The detail, sense of setting and rapid movement of both emotions and motorcycles pull the reader in for a fast ride and flaming adventure as the McDonalds’ romance unfolds but is cut short as she is brutally attacked and dies. From the Mojave Desert to small taverns in small towns, Thunder Road is fueled by massive macho doses of testosterone and more bullets fired and bad bikers killed than most volumes of 250 pages or so can hold.
Blood and bitterness are strewn everywhere as our Rambo-like hero weeds out his wife’s killers. Along the way there are vivid flashbacks, about Sharon, his Marine basic training and time spent fighting drug lords and kidnappers and losing Marine buddies in Colombia.
Travel on Thunder Road expose much pain, and even gets some volunteer law enforcement aid for McDonald’s vengeful spree.
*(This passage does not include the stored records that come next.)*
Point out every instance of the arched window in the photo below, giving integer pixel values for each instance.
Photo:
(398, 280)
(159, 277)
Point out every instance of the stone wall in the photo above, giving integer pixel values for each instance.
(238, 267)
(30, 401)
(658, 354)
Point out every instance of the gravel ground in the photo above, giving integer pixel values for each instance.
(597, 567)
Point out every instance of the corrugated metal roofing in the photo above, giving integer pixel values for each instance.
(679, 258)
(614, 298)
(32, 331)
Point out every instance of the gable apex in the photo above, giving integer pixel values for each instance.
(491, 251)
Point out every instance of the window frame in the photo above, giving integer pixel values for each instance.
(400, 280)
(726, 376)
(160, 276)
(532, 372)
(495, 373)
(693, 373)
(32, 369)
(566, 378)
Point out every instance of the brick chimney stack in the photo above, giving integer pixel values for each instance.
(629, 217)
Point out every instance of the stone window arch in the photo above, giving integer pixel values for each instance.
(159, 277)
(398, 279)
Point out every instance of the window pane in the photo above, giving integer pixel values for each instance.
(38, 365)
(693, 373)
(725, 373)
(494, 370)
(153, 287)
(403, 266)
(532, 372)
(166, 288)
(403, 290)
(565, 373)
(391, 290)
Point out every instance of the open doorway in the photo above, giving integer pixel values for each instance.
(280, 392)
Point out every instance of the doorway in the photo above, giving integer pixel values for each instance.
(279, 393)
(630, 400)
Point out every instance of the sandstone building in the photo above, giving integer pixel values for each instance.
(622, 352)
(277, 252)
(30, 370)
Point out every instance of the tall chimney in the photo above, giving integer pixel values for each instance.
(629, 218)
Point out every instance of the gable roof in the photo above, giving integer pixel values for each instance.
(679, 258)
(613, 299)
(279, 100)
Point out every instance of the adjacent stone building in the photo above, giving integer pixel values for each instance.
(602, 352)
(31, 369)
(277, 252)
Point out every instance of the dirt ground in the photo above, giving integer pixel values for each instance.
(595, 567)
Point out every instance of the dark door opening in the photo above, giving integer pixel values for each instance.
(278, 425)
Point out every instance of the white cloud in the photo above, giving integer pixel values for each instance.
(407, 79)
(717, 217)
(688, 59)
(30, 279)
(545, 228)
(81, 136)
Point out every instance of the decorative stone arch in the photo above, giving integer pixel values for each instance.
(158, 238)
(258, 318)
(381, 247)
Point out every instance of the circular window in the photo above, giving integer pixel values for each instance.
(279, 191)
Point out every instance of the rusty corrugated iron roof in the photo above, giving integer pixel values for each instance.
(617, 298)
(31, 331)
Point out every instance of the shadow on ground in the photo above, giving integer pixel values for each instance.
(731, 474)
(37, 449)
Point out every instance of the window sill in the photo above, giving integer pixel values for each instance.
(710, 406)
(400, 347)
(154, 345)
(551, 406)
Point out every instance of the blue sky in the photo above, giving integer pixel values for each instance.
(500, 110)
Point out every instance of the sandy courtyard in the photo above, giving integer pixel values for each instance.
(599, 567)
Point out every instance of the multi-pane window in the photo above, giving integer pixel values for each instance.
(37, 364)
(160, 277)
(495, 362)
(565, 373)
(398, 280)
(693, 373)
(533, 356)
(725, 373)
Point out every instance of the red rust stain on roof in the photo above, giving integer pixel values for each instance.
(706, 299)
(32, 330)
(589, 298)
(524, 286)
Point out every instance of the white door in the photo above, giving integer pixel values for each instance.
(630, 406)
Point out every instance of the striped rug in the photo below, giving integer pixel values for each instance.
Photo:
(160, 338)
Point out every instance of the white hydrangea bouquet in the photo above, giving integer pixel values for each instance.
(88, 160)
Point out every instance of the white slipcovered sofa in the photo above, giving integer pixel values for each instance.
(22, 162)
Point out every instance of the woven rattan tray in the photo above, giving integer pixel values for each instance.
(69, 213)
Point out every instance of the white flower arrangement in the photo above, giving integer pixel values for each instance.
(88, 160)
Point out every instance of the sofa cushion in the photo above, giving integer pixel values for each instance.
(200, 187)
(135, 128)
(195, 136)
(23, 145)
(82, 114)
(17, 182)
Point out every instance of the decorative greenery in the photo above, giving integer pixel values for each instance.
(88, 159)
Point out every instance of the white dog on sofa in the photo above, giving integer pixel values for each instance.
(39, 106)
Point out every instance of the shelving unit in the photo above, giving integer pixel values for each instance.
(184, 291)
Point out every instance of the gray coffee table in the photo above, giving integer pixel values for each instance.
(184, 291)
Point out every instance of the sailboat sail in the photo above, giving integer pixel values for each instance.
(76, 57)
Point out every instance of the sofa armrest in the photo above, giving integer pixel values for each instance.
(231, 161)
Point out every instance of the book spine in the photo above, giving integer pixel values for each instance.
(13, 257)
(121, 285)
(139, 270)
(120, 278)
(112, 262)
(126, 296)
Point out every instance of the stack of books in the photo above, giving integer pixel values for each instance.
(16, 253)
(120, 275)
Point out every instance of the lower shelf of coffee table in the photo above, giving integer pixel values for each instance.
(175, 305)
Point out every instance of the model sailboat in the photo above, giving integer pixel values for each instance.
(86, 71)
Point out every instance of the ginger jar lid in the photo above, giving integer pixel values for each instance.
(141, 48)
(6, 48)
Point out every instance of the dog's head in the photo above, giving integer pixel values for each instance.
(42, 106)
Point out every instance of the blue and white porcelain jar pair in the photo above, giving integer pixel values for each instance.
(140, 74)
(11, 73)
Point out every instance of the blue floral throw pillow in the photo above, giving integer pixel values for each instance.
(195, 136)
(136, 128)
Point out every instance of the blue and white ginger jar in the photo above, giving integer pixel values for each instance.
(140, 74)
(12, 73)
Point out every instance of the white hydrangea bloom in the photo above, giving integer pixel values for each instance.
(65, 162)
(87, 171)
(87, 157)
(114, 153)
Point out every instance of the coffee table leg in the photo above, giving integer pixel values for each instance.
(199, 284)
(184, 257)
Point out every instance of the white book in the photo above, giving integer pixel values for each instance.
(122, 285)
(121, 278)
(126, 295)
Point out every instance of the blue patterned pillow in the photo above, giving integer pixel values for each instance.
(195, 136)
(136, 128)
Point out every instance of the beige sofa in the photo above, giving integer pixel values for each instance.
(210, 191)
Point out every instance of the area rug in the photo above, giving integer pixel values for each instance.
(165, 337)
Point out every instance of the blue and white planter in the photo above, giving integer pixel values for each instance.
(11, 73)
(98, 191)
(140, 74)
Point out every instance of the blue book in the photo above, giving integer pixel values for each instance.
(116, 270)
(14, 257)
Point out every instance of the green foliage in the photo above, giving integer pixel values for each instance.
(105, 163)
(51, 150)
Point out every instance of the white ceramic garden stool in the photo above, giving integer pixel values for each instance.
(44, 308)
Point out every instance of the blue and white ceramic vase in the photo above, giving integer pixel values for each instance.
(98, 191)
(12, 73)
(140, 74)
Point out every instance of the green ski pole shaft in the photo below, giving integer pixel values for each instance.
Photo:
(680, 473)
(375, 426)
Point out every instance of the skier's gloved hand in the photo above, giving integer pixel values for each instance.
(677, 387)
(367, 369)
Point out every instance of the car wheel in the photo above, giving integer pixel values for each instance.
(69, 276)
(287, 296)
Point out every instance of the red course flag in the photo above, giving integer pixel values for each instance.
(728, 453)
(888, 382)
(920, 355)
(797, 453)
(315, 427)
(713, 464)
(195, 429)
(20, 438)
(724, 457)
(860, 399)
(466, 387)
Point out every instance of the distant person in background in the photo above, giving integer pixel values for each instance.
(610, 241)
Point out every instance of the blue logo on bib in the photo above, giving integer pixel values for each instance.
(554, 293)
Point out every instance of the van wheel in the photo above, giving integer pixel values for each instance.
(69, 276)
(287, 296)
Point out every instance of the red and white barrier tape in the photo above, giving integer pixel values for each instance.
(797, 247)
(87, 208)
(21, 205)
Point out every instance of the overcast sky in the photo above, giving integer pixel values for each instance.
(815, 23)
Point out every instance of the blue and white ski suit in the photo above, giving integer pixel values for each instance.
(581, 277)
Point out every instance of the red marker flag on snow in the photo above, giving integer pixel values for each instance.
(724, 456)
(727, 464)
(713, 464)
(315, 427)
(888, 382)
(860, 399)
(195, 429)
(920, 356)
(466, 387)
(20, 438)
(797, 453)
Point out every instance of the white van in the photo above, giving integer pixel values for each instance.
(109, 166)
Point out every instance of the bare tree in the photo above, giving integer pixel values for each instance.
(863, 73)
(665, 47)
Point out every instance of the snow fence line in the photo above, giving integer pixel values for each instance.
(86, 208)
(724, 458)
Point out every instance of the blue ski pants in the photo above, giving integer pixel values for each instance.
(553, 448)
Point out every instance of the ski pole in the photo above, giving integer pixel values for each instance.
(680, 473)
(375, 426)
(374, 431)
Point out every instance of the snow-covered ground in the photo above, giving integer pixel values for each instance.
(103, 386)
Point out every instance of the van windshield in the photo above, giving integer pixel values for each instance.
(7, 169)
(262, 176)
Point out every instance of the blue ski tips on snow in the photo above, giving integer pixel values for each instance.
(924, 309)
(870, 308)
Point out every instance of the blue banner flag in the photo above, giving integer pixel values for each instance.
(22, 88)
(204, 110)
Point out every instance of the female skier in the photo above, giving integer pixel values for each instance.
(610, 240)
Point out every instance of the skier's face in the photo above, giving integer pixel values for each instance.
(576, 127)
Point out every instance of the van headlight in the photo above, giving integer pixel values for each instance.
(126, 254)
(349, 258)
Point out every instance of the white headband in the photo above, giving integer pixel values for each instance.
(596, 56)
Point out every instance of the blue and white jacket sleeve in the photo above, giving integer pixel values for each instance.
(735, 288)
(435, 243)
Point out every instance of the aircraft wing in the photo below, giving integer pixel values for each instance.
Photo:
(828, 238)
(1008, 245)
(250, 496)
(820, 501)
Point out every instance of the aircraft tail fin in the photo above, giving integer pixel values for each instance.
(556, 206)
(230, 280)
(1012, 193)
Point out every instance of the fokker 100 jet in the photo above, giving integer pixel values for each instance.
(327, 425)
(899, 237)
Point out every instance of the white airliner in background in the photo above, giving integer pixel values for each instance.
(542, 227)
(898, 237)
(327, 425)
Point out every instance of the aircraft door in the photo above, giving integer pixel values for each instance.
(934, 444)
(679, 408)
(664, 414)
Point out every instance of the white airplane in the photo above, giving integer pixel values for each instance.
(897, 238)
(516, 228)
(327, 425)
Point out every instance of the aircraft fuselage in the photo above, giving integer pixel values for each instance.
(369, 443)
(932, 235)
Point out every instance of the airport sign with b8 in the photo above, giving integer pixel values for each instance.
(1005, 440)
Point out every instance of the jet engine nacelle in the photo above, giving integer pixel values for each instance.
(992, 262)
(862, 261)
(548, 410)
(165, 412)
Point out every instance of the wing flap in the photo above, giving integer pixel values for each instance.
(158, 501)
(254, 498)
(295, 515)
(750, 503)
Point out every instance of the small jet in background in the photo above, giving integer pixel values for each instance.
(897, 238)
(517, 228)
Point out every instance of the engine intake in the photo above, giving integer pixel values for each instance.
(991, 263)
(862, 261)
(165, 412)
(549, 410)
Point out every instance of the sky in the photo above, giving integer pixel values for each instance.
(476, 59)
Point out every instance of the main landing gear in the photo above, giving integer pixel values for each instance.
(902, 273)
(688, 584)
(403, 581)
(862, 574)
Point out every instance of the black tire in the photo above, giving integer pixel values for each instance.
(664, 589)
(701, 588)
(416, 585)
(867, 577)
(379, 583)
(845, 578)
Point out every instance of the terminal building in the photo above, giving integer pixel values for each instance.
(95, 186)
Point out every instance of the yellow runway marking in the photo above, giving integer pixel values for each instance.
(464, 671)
At one point, as the journey nears its end, a friendly, family-centered, non-criminal and very confident group of riders known as the Green River Boys joins the ex-Marine’s crusade.
There are some touching and tender moments too when McDonald wrestles with ghosts from his past military years, or copes with memories of his brief life with his beloved Sharon. Even tough guys are not always what they seem or like outsiders to see.
Author Donaghe dedicates the book to his brother Bill, who died in 2006 after a motorcycle crash. “My brother’s death punched a hole in my heart,” he says.
Under the unrelenting violence and shooting is a current of caring and persistence that should attract a variety of readers of various ages. This is not Donaghe’s first book, nor should it be his last.
Title - Thunder Road
Author: David Donaghe
Publisher: Black Rose Writing (Aug. 29, 2011)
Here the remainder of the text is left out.